Enviada em 15/05/2025

No livro “Jogos de Espelhos” do antropologo Everaldo Rocha afirma que a empatia do povo brasileiro se limita a um sentimento teórico; quase nunca se torna uma ação prática. A critica do autor é pertinente ao quadro social da dependencia tecnologica no mundo atual, um vez que as maquinas se tornaram presentes em nosso dia a dia. Nesse sentido, pode - se entender que essa situação é resultado do conformismo da população somado a insuficiência do Estado para combater o problema.

De ínicio, deve ser pontuada a postura de passividade dos cidadãos brasileiros em relação ao vício tecnologico atual. Acerca desse comportamento de indiferença das pessoas, o filosofo Leandro Karnal, em seu livro o “O inferno somos nós”, declara que mais perigoso que a humilhação, é o conformismo com ela. A lógica do pensador é verdadeira e pertinente ao cenário da dependencia tecnologica, pois, como o povo não reage com indignação e apelo contra o dominio das maquinas, a situação persiste e se agrava cada vez mais. Dessa forma diversos profissionais são obrigados a suportar o fato de serem dependentes nas maquinas tecnologicos atual.
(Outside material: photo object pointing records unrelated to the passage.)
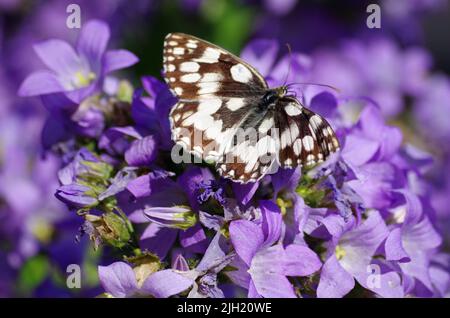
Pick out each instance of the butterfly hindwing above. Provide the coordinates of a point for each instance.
(305, 137)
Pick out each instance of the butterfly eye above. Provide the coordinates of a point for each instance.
(270, 97)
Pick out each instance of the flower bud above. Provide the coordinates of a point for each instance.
(180, 217)
(111, 228)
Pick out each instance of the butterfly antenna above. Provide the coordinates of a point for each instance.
(316, 84)
(290, 63)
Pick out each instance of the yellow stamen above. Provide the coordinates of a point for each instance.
(82, 80)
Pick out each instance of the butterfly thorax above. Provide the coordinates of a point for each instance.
(273, 95)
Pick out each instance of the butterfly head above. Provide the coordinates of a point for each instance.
(274, 94)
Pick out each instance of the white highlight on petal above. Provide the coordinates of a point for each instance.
(297, 146)
(190, 78)
(189, 67)
(293, 109)
(235, 103)
(308, 143)
(240, 73)
(266, 125)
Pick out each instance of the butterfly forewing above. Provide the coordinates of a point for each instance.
(222, 116)
(305, 137)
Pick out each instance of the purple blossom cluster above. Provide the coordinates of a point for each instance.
(87, 179)
(361, 224)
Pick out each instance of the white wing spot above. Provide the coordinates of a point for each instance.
(178, 51)
(190, 78)
(297, 147)
(209, 106)
(266, 125)
(189, 67)
(208, 87)
(211, 55)
(191, 45)
(212, 77)
(171, 67)
(308, 143)
(293, 109)
(235, 103)
(240, 73)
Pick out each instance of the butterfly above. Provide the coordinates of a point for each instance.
(227, 114)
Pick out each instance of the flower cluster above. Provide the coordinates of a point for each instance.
(360, 223)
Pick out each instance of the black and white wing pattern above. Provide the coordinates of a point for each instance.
(306, 138)
(226, 113)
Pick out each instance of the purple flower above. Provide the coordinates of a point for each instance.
(76, 72)
(350, 256)
(119, 280)
(210, 189)
(267, 264)
(179, 217)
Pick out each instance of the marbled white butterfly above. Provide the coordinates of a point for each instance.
(227, 113)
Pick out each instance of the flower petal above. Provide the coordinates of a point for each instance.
(272, 221)
(118, 59)
(166, 283)
(394, 248)
(118, 279)
(300, 261)
(40, 83)
(247, 238)
(335, 282)
(92, 41)
(59, 56)
(158, 239)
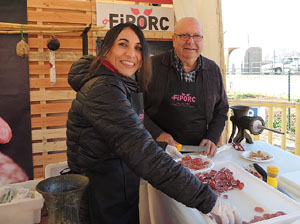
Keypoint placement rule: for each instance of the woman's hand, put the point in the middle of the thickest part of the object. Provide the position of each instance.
(212, 148)
(165, 137)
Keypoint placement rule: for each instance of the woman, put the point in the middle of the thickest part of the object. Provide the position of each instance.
(107, 140)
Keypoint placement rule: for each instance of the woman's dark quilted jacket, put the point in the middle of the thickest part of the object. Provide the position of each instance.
(103, 125)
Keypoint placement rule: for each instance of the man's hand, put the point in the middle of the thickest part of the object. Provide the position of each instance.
(173, 152)
(225, 213)
(165, 137)
(212, 148)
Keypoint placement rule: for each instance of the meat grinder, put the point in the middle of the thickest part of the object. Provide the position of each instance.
(243, 122)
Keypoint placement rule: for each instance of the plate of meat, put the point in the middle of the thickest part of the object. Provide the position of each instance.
(257, 156)
(196, 163)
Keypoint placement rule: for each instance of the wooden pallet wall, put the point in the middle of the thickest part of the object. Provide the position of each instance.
(50, 103)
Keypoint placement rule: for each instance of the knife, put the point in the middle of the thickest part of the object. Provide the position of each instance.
(264, 175)
(191, 148)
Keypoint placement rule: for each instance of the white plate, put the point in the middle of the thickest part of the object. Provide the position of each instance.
(257, 193)
(204, 158)
(246, 155)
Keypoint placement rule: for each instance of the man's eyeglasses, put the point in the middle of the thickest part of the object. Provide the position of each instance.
(185, 37)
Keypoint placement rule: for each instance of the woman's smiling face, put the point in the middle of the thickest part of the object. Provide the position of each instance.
(126, 53)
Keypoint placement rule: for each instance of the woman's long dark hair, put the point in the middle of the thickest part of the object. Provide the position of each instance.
(109, 39)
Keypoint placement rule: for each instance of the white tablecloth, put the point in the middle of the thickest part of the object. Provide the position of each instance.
(158, 208)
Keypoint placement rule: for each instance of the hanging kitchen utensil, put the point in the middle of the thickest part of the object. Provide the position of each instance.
(52, 44)
(22, 47)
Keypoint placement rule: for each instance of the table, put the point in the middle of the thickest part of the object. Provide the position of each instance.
(158, 208)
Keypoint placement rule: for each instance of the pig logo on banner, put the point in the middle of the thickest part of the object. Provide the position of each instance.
(143, 17)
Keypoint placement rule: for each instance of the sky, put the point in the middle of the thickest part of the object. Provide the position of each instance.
(269, 24)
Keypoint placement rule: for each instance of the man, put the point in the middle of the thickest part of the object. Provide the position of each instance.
(186, 101)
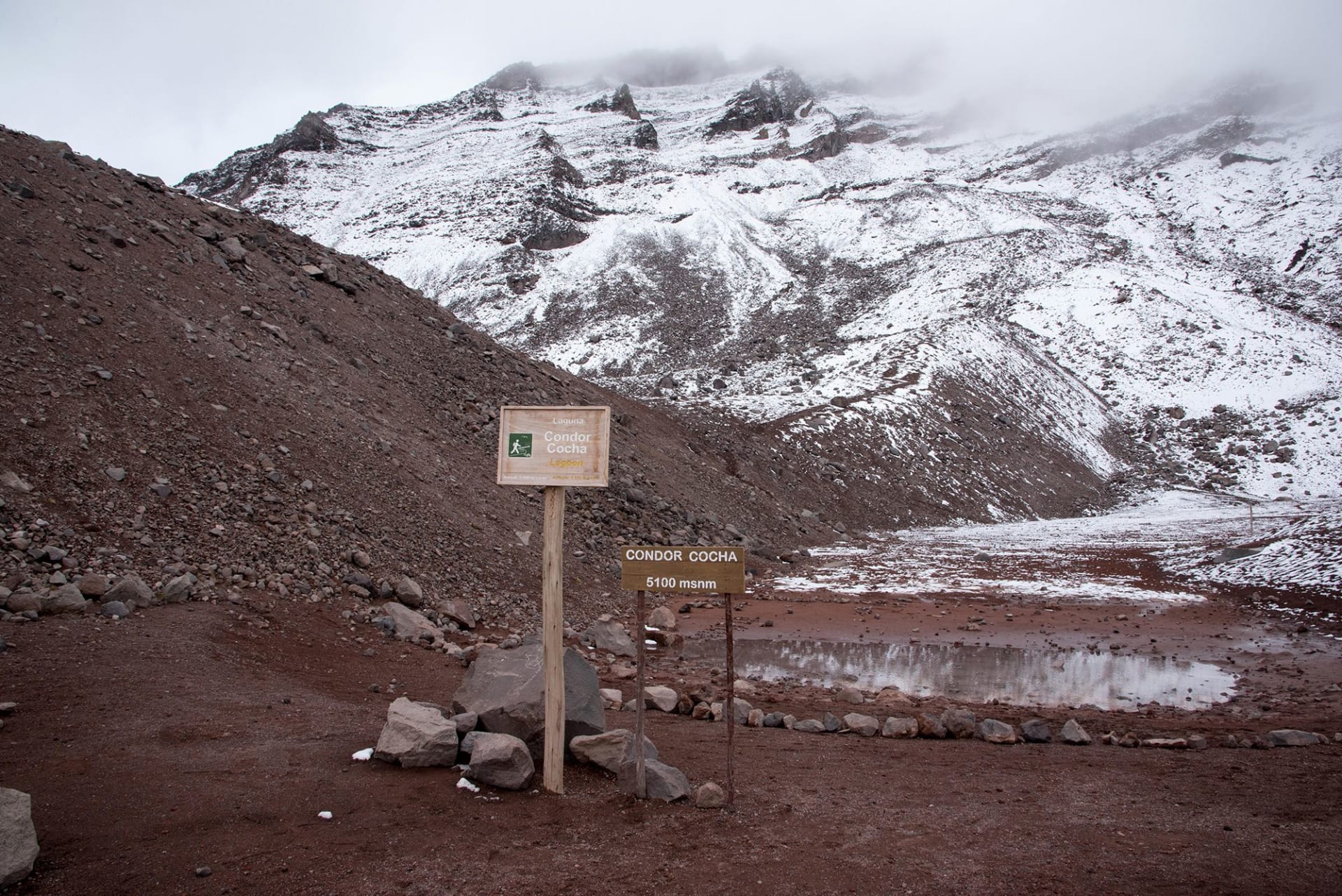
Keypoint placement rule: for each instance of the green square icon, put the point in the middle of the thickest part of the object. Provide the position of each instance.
(520, 445)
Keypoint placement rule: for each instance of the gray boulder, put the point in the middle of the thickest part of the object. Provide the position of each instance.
(665, 782)
(1075, 734)
(710, 796)
(1035, 731)
(611, 637)
(417, 735)
(930, 726)
(863, 725)
(410, 593)
(93, 585)
(408, 626)
(900, 728)
(179, 589)
(1292, 738)
(23, 602)
(459, 612)
(506, 690)
(611, 749)
(995, 731)
(958, 722)
(661, 698)
(67, 598)
(501, 761)
(662, 619)
(131, 591)
(17, 837)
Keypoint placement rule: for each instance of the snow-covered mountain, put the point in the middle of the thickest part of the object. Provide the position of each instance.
(961, 325)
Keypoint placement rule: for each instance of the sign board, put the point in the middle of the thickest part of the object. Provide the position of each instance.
(684, 569)
(554, 446)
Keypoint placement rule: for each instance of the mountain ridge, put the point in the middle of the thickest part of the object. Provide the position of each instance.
(774, 258)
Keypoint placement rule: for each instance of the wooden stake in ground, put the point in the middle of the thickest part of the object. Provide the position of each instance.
(552, 636)
(640, 769)
(684, 569)
(554, 447)
(730, 709)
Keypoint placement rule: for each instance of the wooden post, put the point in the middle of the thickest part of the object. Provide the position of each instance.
(552, 636)
(730, 709)
(640, 769)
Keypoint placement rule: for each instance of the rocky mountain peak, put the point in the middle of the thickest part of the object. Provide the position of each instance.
(773, 99)
(520, 75)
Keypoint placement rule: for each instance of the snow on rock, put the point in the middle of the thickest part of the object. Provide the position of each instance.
(983, 326)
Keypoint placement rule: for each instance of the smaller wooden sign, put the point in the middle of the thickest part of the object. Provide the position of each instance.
(554, 446)
(684, 569)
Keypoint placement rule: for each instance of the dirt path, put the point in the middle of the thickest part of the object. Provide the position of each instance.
(191, 737)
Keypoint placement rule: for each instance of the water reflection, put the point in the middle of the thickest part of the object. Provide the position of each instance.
(981, 674)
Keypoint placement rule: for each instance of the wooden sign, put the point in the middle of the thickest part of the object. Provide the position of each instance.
(684, 569)
(554, 446)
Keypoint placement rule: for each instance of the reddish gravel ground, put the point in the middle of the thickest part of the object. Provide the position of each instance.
(212, 734)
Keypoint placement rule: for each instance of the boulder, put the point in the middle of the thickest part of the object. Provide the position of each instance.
(661, 698)
(930, 726)
(995, 731)
(1035, 731)
(1292, 738)
(662, 619)
(410, 593)
(459, 612)
(1165, 744)
(131, 591)
(179, 589)
(900, 728)
(863, 725)
(405, 624)
(67, 598)
(506, 688)
(665, 782)
(710, 796)
(417, 735)
(958, 722)
(501, 761)
(611, 637)
(93, 585)
(1075, 734)
(23, 602)
(115, 609)
(611, 749)
(17, 837)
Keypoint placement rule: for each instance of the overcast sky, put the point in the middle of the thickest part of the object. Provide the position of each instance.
(172, 86)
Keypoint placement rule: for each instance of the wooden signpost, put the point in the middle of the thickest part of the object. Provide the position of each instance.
(556, 448)
(682, 569)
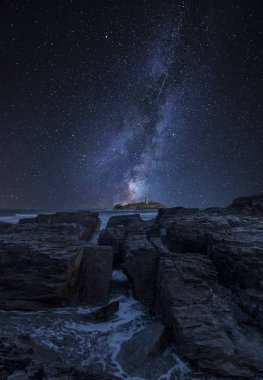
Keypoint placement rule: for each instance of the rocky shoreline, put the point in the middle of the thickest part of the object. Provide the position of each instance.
(197, 272)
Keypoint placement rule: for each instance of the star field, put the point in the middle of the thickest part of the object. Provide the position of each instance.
(113, 101)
Outrossim, é preciso tambem destacar que as ações governamentais não têm sido suficientes para combater o vicio em maquinas. Isso porque, as iniciativas em prática são paliativas, com caráter emergencial e têm como prioridade amenizar as consequências enfrentadas pela população. Afinal, como alertou o escritor Rubem Alves, em sua obra “Conversas sobre Políticas”, a administração pública, no Brasil, é amadora não conhece as raizes dos problemas sociais do país, por isso, não promove ações mais profundas.

Portanto, é necessário que as emissoras de televisão abordem com frequência a importância da independencia com relação a tecnologias atuais. Essa inicitiava pode ser por meio de depoimentos de especialistas de profissões tecnologicas, nos intervalos de programas de maior audiência, com a finalidade de incentivar os brasileiros a reagirem e serem atuantes no vício em maquinas.